Enfin comment ne pas indiquer ce doute de l’esprit, cet effroi du cœur, soulevés l’un et l’autre contre l’éternité des peines ? Le sujet est trop grave pour être traité en passant ; le lecteur trouvera plus qu’un dédommagement dans l’ouvrage écrit par M. Gallet avec beaucoup de verve et d’émotion[1]. On rappellera seulement ici cette question connue : comment le dogme de la résurrection du corps est-il compatible avec la peine du feu éternel entendu au sens propre que l’église ne rejette pas, et s’il faut, avec M. Martin, prendre figurativement ces mots, résurrection, corps, feu éternel, le dogme ne s’évanouit-il pas en quelque sorte dans une métaphore arbitraire ? Quant au fond de l’idée, il a quelque chose de si terrible que notre église a été obligée de le tempérer par l’atténuation du purgatoire, et que de notre temps elle permet à ses plus célèbres docteurs d’élargir tellement les conditions du salut que le dogme du petit nombre des élus est remplacé par celui du petit nombre des réprouvés.

On voit que la doctrine si formelle et si péremptoire de la vie future selon la foi n’échappe pas, dès qu’on l’examine, à la triste condition de nos plus importantes croyances ; elle offre de cruelles difficultés.
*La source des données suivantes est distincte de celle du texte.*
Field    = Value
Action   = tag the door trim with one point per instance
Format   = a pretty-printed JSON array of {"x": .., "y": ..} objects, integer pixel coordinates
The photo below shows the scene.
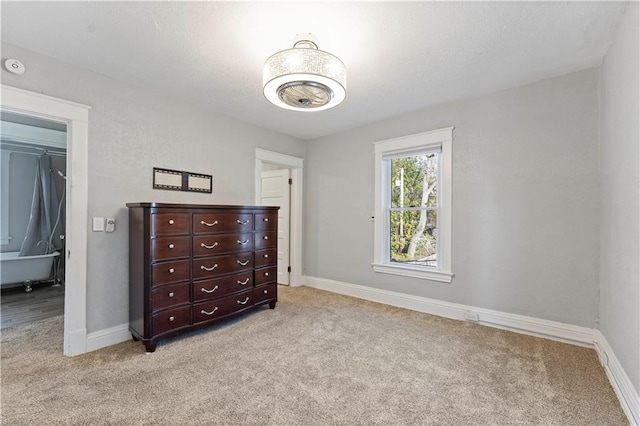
[
  {"x": 296, "y": 166},
  {"x": 76, "y": 117}
]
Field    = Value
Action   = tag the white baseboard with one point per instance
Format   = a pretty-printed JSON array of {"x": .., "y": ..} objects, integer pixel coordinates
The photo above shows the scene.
[
  {"x": 567, "y": 333},
  {"x": 619, "y": 379},
  {"x": 519, "y": 323},
  {"x": 107, "y": 337}
]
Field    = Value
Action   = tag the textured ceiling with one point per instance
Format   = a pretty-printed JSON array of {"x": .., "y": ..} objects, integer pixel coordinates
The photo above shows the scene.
[{"x": 400, "y": 56}]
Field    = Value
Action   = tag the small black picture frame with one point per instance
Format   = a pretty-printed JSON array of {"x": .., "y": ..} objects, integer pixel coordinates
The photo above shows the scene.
[{"x": 177, "y": 180}]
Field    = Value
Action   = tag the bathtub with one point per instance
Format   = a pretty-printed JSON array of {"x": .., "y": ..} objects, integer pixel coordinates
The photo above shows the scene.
[{"x": 23, "y": 270}]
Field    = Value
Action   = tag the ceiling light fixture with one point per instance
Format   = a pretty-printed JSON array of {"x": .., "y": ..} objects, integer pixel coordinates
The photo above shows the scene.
[{"x": 304, "y": 78}]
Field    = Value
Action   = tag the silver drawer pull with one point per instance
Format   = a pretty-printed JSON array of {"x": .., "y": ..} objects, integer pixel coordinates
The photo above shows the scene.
[
  {"x": 204, "y": 290},
  {"x": 209, "y": 269}
]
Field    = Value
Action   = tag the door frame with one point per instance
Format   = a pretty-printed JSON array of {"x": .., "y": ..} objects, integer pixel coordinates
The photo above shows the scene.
[
  {"x": 76, "y": 117},
  {"x": 295, "y": 164}
]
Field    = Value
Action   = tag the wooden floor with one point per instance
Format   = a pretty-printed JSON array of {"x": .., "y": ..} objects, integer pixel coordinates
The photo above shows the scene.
[{"x": 18, "y": 307}]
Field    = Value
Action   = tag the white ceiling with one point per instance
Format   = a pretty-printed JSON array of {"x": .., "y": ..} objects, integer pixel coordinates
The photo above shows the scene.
[{"x": 400, "y": 56}]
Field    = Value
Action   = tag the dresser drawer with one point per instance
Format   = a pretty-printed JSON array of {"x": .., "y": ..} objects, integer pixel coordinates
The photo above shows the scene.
[
  {"x": 266, "y": 275},
  {"x": 171, "y": 319},
  {"x": 169, "y": 295},
  {"x": 266, "y": 221},
  {"x": 220, "y": 287},
  {"x": 170, "y": 272},
  {"x": 207, "y": 245},
  {"x": 170, "y": 248},
  {"x": 265, "y": 239},
  {"x": 170, "y": 224},
  {"x": 208, "y": 223},
  {"x": 266, "y": 257},
  {"x": 222, "y": 265},
  {"x": 265, "y": 292},
  {"x": 206, "y": 311}
]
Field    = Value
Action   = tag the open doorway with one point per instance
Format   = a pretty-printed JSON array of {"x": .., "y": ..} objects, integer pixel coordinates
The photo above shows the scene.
[
  {"x": 32, "y": 219},
  {"x": 76, "y": 119},
  {"x": 278, "y": 182},
  {"x": 276, "y": 191}
]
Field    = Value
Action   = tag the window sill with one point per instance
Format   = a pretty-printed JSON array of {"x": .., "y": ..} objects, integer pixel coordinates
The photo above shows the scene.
[{"x": 413, "y": 272}]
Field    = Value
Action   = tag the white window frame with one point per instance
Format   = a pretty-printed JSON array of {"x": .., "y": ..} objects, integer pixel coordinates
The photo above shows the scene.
[{"x": 440, "y": 139}]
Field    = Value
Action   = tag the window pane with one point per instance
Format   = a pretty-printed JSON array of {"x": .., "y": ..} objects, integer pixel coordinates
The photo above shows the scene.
[
  {"x": 414, "y": 181},
  {"x": 413, "y": 237}
]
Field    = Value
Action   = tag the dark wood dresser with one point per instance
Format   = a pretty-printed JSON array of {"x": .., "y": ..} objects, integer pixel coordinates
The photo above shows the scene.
[{"x": 191, "y": 265}]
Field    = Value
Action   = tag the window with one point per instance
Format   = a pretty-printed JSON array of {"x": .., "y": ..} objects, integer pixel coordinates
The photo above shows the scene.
[{"x": 413, "y": 206}]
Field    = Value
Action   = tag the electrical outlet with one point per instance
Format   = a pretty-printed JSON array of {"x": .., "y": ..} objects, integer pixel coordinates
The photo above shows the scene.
[
  {"x": 98, "y": 224},
  {"x": 471, "y": 316}
]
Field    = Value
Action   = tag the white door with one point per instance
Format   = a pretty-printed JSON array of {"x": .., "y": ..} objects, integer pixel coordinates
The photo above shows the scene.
[{"x": 276, "y": 192}]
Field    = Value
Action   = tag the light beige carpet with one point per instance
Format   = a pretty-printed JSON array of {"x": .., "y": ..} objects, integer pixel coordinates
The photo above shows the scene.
[{"x": 317, "y": 359}]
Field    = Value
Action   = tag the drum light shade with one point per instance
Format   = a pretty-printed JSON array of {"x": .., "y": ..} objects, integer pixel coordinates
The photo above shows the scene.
[{"x": 304, "y": 78}]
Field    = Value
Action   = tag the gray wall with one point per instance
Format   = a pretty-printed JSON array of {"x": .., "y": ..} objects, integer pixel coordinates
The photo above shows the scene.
[
  {"x": 619, "y": 193},
  {"x": 22, "y": 172},
  {"x": 130, "y": 132},
  {"x": 525, "y": 201}
]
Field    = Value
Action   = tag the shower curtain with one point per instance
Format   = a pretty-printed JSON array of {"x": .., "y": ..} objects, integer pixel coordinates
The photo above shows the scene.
[{"x": 41, "y": 237}]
De là des doutes possibles, légitimes, si l’on veut, mais qui, je le répète, ne sont pas inévitables, car l’office de la religion est de persuader, non de démontrer, et les hommes reçoivent d’elle une certitude volontaire, acceptée une fois pour toutes, et non pas une conviction débattue qu’il faut incessamment réviser. Cette certitude pieuse n’est point celle de l’évidence ; elle ne se fonde ni sur des axiomes, ni sur l’observation, ni sur la déduction. Elle est d’une tout autre nature. Qu’importe si, pour celui qui la possède, elle est inébranlable ?


III

Mais, si la foi brave les difficultés qu’on lui oppose, il n’en est pas de même de la raison. Celle-ci ne se doit qu’à la vérité qu’elle

  1. L’Enfer, par M. Auguste Callet, 1861.